Sports betting has grown exponentially over the past half century for a variety of reasons, but most namely the development of its convenience as more and more people are able to access it from their smartphones.
In 2019, the global sports betting market was valued at an eye-watering $218.49 billion, and industry experts believe it will grow by a rate as high as 10% annually over the next few years. It is predicted to have grown by a further $134.06 billion by 2024.
With so much money available, over the last 10 years or so these betting companies have become more embedded in the sports they deal in through sponsorships of teams or athletes and advertisements. For example, sport betting online company 888 Sport currently sponsors Cardiff City Football Club’s training kit, as well as other teams and organisations.
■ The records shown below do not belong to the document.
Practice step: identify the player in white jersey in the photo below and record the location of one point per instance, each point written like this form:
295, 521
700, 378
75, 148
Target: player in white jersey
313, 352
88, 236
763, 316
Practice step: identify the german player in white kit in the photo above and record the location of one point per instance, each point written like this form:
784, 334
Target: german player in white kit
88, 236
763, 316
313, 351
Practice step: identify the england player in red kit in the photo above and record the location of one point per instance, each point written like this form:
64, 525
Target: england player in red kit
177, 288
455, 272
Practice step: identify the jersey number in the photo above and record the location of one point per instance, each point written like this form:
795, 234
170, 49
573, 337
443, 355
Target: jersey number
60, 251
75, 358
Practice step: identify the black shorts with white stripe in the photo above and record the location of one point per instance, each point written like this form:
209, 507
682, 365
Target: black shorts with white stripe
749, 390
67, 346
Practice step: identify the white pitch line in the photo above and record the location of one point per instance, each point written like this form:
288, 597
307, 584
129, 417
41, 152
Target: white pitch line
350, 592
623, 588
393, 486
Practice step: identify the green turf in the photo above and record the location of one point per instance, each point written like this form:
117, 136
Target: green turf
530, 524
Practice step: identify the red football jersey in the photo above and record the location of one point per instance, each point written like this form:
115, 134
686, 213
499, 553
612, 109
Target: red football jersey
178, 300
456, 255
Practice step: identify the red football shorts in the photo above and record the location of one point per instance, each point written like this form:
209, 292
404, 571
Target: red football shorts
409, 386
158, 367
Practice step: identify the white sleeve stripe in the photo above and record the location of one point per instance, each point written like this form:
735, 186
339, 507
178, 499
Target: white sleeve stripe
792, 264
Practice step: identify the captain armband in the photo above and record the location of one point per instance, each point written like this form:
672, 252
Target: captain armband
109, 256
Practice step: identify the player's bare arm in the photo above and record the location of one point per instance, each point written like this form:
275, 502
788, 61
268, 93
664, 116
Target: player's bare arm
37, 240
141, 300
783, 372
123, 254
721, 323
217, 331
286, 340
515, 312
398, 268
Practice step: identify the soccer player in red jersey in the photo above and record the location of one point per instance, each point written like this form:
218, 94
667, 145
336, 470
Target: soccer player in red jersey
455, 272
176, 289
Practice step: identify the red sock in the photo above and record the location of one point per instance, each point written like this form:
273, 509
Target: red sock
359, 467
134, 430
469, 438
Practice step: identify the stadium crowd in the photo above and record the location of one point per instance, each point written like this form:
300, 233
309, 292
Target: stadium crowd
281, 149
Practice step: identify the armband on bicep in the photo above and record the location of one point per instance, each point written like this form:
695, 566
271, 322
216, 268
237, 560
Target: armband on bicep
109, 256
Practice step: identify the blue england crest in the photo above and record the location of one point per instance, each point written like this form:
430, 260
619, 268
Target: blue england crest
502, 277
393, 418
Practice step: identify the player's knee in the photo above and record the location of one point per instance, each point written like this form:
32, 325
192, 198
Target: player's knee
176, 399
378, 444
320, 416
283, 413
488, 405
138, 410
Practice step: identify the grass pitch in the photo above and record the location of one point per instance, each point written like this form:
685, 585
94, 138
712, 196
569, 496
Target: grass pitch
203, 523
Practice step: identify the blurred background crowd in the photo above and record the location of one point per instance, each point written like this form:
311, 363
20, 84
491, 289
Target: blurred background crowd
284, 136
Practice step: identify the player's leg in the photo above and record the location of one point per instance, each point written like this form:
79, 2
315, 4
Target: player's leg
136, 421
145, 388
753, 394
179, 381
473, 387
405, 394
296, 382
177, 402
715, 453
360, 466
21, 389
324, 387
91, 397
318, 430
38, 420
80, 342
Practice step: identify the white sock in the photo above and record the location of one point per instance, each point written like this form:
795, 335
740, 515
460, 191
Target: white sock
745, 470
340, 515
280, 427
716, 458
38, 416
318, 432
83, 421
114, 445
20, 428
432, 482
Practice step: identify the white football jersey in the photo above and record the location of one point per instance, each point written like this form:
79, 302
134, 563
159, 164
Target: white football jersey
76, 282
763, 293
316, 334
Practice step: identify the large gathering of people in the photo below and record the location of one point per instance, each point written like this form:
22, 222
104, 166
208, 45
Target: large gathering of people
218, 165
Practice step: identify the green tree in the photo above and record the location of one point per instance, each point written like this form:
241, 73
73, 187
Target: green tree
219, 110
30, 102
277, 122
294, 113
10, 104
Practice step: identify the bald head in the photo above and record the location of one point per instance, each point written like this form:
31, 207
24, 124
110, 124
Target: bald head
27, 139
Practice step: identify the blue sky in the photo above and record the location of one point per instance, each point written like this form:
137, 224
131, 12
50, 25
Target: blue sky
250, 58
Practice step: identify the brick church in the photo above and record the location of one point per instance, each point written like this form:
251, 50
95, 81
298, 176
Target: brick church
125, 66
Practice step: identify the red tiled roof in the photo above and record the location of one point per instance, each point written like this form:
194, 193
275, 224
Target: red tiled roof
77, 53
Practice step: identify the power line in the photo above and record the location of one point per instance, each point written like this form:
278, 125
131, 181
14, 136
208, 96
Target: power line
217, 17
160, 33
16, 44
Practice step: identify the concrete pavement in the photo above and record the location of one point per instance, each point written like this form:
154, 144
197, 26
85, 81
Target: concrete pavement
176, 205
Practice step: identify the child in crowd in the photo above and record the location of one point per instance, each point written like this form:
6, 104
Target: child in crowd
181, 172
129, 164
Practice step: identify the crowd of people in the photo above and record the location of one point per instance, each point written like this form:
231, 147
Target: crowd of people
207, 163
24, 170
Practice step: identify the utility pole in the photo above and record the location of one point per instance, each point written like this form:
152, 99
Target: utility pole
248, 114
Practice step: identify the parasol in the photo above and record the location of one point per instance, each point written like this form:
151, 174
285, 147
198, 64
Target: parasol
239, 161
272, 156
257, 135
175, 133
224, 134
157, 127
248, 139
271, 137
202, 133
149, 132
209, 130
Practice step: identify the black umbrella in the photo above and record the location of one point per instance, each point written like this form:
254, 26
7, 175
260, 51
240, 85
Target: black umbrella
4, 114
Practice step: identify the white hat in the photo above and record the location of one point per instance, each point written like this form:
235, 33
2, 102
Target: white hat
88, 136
In fact, at the start of the 2020-21 season, only three Premier League clubs – Chelsea, Liverpool and Sheffield United – did not have some kind of sponsorship deal with a betting company. Of the 17 other teams who did, half of them had a betting company as the main sponsor on the front of their shirts, with two teams having these logos on the sleeves.
Prior to the 2002-03 season, no betting companies were involved in any sort of sponsorship in the league. That season, Fulham opened the doors by partnering with Betfair on both their home and away kits. By the 2016-17 season, more than 10 topflight clubs had similar deals with betting firms.
While the benefit for the betting companies is clear; they get exposure to tens of millions of watching fans, the mutual advantage for the teams themselves is often overlooked. Last year, the value of sponsorship from betting firms in the Premier League was worked out at a whopping £70m, and £40m in the EFL (English Football League), equating to £110m in just those two competitions alone.
An academic study in 2017 suggested betting company branding or logos were on-screen between 71% and 89% of BBC’s Match of the Day runtime. The gambling industry as a whole contributes £3.2 billion to HM Treasury in tax each year.
While the debate over sports companies’ involvement in sports like football continues, it’s worth noting how reliant some teams are on the revenue from these sponsorships. They are a form of guaranteed income – so not wholly reliant on performance or attendance figures – that can be used by clubs to bolster their squads with new talent, or even enhance their facilities.
West Ham are a good example of this; after signing a multi-million-pound deal with Betway a few years ago, they were able to bring in a new manager and fresh talent, resulting in one of their most successful seasons in recent years.
Sponsorships in general are a vital source of income for sports teams, however the bigger brands who have more money to invest typically do not get involved with lesser-known teams. Sports betting companies, however, provide an opportunity for these smaller clubs to benefit from sponsorship revenue, as their target audience are sports fans watching these games and so will pay a lot of money to have their brand front and centre. This helps to lessen the gulf in resources between the giants of football like Manchester United and Liverpool and other clubs, particularly those not currently in the Premier League.
These betting firms also pay for sponsorship on pitch side ads in stadiums, bringing in even more revenue for these clubs. This, in turn, can benefit the league as a whole when talented, expensive players are bought. It also allows clubs to provide elite training facilities for their players and cutting-edge stadiums for fans.
If these sponsorships were then banned and taken away, the fallout could be devastating for some teams. Tobacco and alcohol companies used to feature prominently as football sponsors but were subsequently banned. This is when betting companies became one of the main sources of sponsorships, but if they are also made forbidden then many teams will be very limited in their options for revenue.
The mutually beneficial relationship is a suitable fit; teams receive significant amounts of money to help improve their performance while the betting companies gain exposure to their target audience. Many sports fans will already be involved in betting. So, the removal of these sponsorships would also impact these firms who, as stated, contribute a huge amount to the economy.
While the discussion over where betting sponsorships should sit within major competitions like the Premier League is a worthwhile one, there are many factors to consider. These deals equate to tens of millions of pounds for football leagues in the UK, providing essential revenue for clubs to enhance their rosters and the services they provide to fans.
More importantly, sponsorships from betting companies are somewhat of a lifeline for smaller clubs who cannot rely on increasing income from ticket sales and performance bonuses.